I'd say that one could make the same argument for faculty positions - just replace "employees" with "students." In other words, well, it does seem to me that your perception of the realities of faculty life and a faculty perspective typically results in you painting all faculty with the same ideological, nutty, living-a-life-of-luxury-in-which-they-can-fly-off-the-handle-with-impunity brush.
I think administrators are human, and I think that their jobs are complicated. I just appreciate it when they acknowledge that the same is true for faculty. And when they don't, well, I've noticed they face a lot more resistance from faculty - even the non-nutty pragmatists - whether they're acting in good faith or not.
In the military, industry, and public service the leadership has struggled through years of supervision and team development before ever rising to the level of your typical Dean (or even Department Chair).
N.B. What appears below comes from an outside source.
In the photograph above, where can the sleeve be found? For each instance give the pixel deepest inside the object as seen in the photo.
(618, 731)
And yet- in academia we take a "round peg" (someone with virtually zero supervisory or managerial experience) and drive them into that "square hole" (a position requiring very sophisticated levels of finesse).
WTF, O?!
Oooooooh I get it- you write a series of papers on the ontological implications of post-deconstructivist hegemonic male agression, and that makes you universally qualified to Be A Leader of Men (and womyn)!
Yikes.
[When we do see the occasional competent leader/manager, of course we ("the system") must grind them up and excrete them post haste!]
(1) Too many faculty assume that they have all the relevant information when they do not;
(2) Too many faculty expect their own priorities to be the priorities of the institution. (In at least a few cases, I've agreed entirely with a faculty members's reasoning about a particular policy or decision but had to face the fact that other, far more important objectives required a different course of action.)
Dean Dad's essay will be very helpful to me when I have to explain these kinds of situations.